Key Points on Family Dependent Deductions for Personal Income Tax and Retention of Dependent Records in 2025
To prepare for the 2025 PIT finalization, VINA BOOKKEEPING would like to summarize the key points regarding family dependent deductions for employees, as well as the documentation that income-paying entities need to collect and retain, as follows
1. Timing for Claiming Dependent Deductions in Payroll and Personal Income Tax Calculation
– For monthly/quarterly payroll and tax filing: Dependent deductions can only be applied from the date the tax authority has successfully issued the dependent registration code or approved the dependent registration.
– For annual tax finalization: Dependent deductions can be applied if registration has been completed successfully and on time:
- Parents, spouse and children: Registration must be completed before submitting the annual tax finalization documents.
- Other dependents without support, directly maintained by the taxpayer: Registration deadline is December 31 of the tax year.
2. Documentation the Company Needs to Collect and Retain
– Authorization document (Form 41/UQ-ĐKT) according to Circular 86/2024/TT-BTC (attached form)
– Documentation proving dependents in accordance with Circular 79/2022/TT-BTC, including specific cases such as:
a. Children under 18 years old:
- Copy of Birth Certificate and Citizen ID (CCCD).
b. Children aged 18 or older with disabilities:
- Copy of Birth Certificate and Citizen ID (CCCD).
- Copy of Disability Certificate as prescribed by law.
c. Children aged 18 or older who are studying:
- Copy of Birth Certificate and Citizen ID (CCCD).
- Copy of documents proving current enrollment, such as student ID, school confirmation, or admission notice.
d. Parents:
- Copy of Citizen ID (CCCD).
- Legal documents proving the relationship between the dependent and the taxpayer, such as a copy of Residence Information Confirmation, Notification of Personal Identification Number in the National Population Database, or other documents issued by the Police Authority, Birth Certificate, or Recognition Decision.
- If still of working age: Disability certificate proving inability to work.
e. Other cases:
- Follow the provisions of Circular 79/2022/TT-BTC.

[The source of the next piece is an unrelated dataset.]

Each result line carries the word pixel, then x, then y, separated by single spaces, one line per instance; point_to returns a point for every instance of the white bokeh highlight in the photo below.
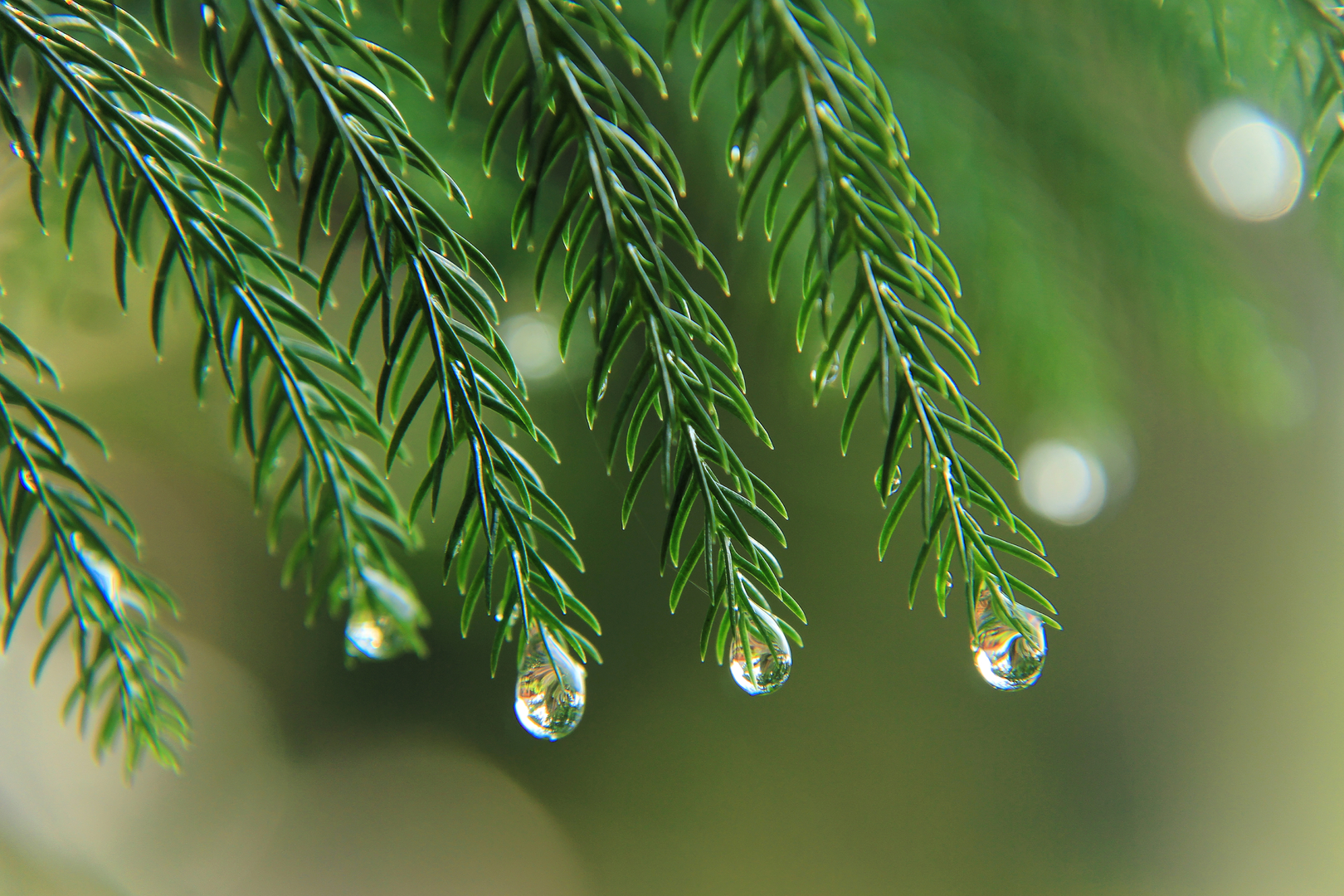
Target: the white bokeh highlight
pixel 533 343
pixel 1062 483
pixel 1246 164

3. Record Retention and Risks of Incorrect or Incomplete Dependent Deductions
– The income-paying organization is responsible for properly retaining all dependent documentation and presenting it during tax inspections or audits.
– If deductions are claimed for ineligible dependents or if documentation is incomplete or lost, the company may face the following issues:
- PIT may be retroactively assessed if the conditions for family dependent deductions are not met.

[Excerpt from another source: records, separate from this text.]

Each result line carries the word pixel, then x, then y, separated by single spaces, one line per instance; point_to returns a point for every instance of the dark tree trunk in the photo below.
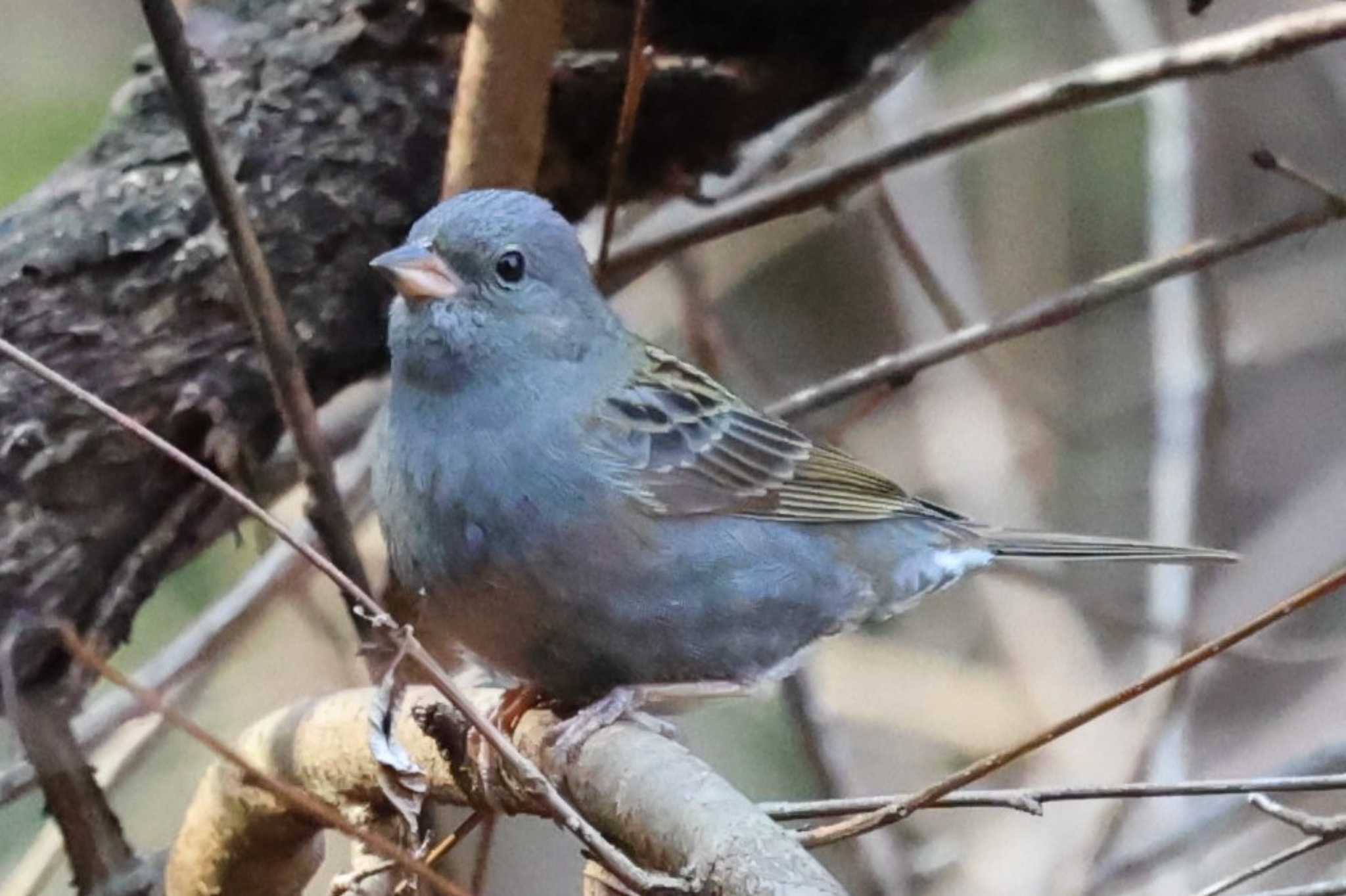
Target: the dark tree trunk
pixel 334 115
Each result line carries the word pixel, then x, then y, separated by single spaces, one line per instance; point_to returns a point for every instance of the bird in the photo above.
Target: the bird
pixel 602 521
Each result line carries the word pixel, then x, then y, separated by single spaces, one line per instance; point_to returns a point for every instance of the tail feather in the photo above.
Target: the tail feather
pixel 1052 545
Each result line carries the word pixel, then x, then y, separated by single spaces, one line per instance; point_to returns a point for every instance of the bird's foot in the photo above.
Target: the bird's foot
pixel 505 716
pixel 621 704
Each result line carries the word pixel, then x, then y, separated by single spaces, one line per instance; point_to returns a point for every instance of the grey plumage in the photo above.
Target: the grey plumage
pixel 592 512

- Penalty of 20% on the incorrectly declared tax amount.
- Late payment interest at 0.03% per day on the retroactively assessed tax.
- Penalty for incorrect PIT declaration (average amount: VND 6.5 million per violation).
4. Other Notes
– In practice, during tax inspections or audits, the tax authority tends not to accept deductions for dependents classified as “other individuals without support, directly maintained by the taxpayer” (e.g., grandparents, grandchildren, aunts, uncles) if it cannot be proven that these individuals meet the condition of having “no other means of support.” Therefore, the company should pay special attention to clearly explaining this to employees when they choose to apply deductions for such cases.
– Dependents under categories b, c, d, and e in section 2 must have no income or an average monthly income from all sources not exceeding VND 1,000,000. Although current regulations do not require employees to provide a written declaration or local confirmation of this, in practice, the company should request employees to submit a written self-declaration (form attached) to serve as a basis for claiming deductions and to demonstrate compliance to the tax authorities during inspections.